I believe God has Stephen with Him. And I believe someday I’ll see him again and get to hold him in my arms. The answer was tied up in faith and trust and acceptance. I had to let go of the anger and believe that what the scriptures say is true.
1. He didn’t give me more than I could handle because He gave me the grace to get through it.
2. He knit Stephen together in my womb for His glory. He shared Stephen with me for those nine months and I will be eternally grateful.
3. Christian’s don’t grieve without hope. When it comes to death, we are cock-eyed optimists, knowing that things aren’t what they seem. Our loved ones are still alive, in a spiritual dimension that we can’t see and experience until we get there.
4. He works out all things for our good and for His glory. I am changed since Stephen’s death. But I’m changed for the better. I have a new capacity for compassion that I’ve never had before. I have a desire to help others who have experienced/are experiencing the aftermath of a stillbirth or infant death. And I have more patience for those who are suffering through the torment of questioning their faith. I pray they will come through it with a stronger faith, as I have.

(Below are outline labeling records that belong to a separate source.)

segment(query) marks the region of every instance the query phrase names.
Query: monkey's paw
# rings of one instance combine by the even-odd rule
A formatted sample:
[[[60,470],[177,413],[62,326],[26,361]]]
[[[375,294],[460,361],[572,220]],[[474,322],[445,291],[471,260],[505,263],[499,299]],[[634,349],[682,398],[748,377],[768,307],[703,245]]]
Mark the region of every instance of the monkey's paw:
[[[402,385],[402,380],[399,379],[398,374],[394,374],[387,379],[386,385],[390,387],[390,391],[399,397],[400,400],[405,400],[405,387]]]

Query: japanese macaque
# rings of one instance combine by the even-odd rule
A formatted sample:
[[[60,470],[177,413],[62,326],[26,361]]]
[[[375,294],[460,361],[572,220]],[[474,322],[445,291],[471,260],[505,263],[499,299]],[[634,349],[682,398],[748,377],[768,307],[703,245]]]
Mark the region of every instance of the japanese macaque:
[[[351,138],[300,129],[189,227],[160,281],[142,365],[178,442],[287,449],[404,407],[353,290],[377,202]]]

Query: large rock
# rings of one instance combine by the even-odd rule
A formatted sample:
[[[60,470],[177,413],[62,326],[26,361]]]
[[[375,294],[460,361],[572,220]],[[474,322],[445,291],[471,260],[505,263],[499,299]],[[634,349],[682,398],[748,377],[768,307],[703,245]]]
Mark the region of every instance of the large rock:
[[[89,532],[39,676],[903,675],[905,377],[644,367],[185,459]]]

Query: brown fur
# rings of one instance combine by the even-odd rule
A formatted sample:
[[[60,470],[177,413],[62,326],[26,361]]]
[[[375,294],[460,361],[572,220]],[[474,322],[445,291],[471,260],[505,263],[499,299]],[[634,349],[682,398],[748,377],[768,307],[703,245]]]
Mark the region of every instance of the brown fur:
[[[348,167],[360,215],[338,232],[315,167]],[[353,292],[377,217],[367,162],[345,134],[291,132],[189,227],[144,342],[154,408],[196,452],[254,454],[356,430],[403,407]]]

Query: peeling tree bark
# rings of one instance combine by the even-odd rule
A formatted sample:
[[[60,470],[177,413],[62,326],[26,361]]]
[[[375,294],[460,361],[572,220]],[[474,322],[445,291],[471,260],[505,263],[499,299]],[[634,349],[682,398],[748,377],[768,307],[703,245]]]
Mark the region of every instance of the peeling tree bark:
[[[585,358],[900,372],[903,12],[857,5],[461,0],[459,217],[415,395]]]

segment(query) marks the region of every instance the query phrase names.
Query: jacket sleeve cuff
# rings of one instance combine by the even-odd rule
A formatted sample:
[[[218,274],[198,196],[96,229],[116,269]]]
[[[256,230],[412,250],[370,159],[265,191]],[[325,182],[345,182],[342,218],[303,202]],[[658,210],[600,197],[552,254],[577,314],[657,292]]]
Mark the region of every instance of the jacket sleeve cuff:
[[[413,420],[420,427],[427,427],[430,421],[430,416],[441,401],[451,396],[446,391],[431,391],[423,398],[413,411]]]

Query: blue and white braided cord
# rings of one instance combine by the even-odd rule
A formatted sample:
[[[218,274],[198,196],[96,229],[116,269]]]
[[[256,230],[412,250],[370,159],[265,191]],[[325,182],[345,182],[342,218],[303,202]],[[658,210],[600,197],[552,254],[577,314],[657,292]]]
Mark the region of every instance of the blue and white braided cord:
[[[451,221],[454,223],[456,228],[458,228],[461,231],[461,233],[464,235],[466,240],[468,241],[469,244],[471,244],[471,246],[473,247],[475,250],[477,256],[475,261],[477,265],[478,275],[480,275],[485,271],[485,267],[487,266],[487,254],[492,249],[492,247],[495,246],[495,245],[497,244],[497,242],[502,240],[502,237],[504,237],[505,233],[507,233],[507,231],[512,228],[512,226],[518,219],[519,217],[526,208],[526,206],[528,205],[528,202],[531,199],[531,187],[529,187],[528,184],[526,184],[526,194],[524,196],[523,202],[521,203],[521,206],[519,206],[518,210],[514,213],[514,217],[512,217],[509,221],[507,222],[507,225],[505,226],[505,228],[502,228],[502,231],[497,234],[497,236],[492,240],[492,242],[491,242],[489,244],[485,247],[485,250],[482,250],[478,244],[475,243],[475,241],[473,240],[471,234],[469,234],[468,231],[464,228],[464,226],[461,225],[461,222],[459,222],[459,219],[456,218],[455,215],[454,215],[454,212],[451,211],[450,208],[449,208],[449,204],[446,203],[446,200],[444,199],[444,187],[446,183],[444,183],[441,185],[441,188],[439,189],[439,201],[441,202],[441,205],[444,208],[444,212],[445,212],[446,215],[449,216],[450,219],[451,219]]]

For who better understands the pain of losing a son, than the Father God who gave up His only begotten son for me. For us.
This is a part of my story. It’s my story and may be completely different than yours. That’s okay.
I’m not really sure why I’m sharing this with everyone. I keep re-reading it and not pushing the publish button. I’m afraid to open up like this. Afraid I’ll be criticized or dismissed or considered one of those “religious nuts.”
But maybe my story will encourage others to become cock-eyed optimists along with me. So I thank you for reading. I hope you feel you know me just a little more. And please feel free to comment, but be kind.